Management fees on their flagship iShares Core S&P 500 ETF <IVV.P> will fall to 4 basis points annually from the current 7 basis points. One basis point equals 0.01 percent.
A rule announced by the Labor Department (DoL) in April and effective next year sets a so-called fiduciary standard for financial brokers who sell retirement products, requiring them to put clients' best interests ahead of their own bottom line.
The language in the new rule is tougher than an existing rule that only requires brokers to ensure products are "suitable."
"Until this morning iShares would rarely win a heads up battle with a very fee-conscious advisor or compliance shop.
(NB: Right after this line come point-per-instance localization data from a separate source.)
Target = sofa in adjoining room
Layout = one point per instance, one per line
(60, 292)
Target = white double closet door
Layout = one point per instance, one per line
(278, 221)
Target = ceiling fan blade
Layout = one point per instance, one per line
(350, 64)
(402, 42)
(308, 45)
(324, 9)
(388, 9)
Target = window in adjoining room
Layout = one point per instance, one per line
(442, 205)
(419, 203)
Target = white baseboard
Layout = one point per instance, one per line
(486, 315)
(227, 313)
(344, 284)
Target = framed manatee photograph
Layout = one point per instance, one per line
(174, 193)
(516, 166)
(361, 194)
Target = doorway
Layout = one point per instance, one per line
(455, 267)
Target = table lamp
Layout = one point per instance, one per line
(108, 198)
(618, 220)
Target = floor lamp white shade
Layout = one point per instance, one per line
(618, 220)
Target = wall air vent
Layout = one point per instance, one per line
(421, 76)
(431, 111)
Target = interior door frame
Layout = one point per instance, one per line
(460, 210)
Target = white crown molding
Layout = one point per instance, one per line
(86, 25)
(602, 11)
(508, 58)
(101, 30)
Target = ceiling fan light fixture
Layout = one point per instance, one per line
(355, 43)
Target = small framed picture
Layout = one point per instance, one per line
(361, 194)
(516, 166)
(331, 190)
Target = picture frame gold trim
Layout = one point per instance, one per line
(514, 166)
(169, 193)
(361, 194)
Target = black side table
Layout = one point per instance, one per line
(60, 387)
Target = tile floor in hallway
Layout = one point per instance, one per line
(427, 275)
Now they can," Nadig added.
BlackRock's iShares unit has faced intense competition from Vanguard Group and Charles Schwab Corp <SCHW.N>. Both came later to the ETF business and have been quick to cut costs. Other companies have cut fees, too, including a similar step by Fidelity Investments in June. (http://bit.ly/2cRzTdR)
The average Vanguard stock ETF charges 0.09 percent, compared with Schwab's 0.18 percent and iShares' 0.40 percent, according to Thomson Reuters Lipper, a research service.
By its own account, iShares dominant ETF franchise has lost market share this year, while Vanguard and Schwab gained.
Yet all three are profiting as investors have moved money from active stock and bond-picking managers to index funds. And BlackRock has pulled in nearly 40 percent of the $160 billion pulled in by U.S. ETFs alone this year, according to FactSet.
"This is another critical milestone to help advisors as they prepare for the major shift the DoL fiduciary rule requires," BlackRock's U.S. wealth advisory chief Salim Ramji said in a statement.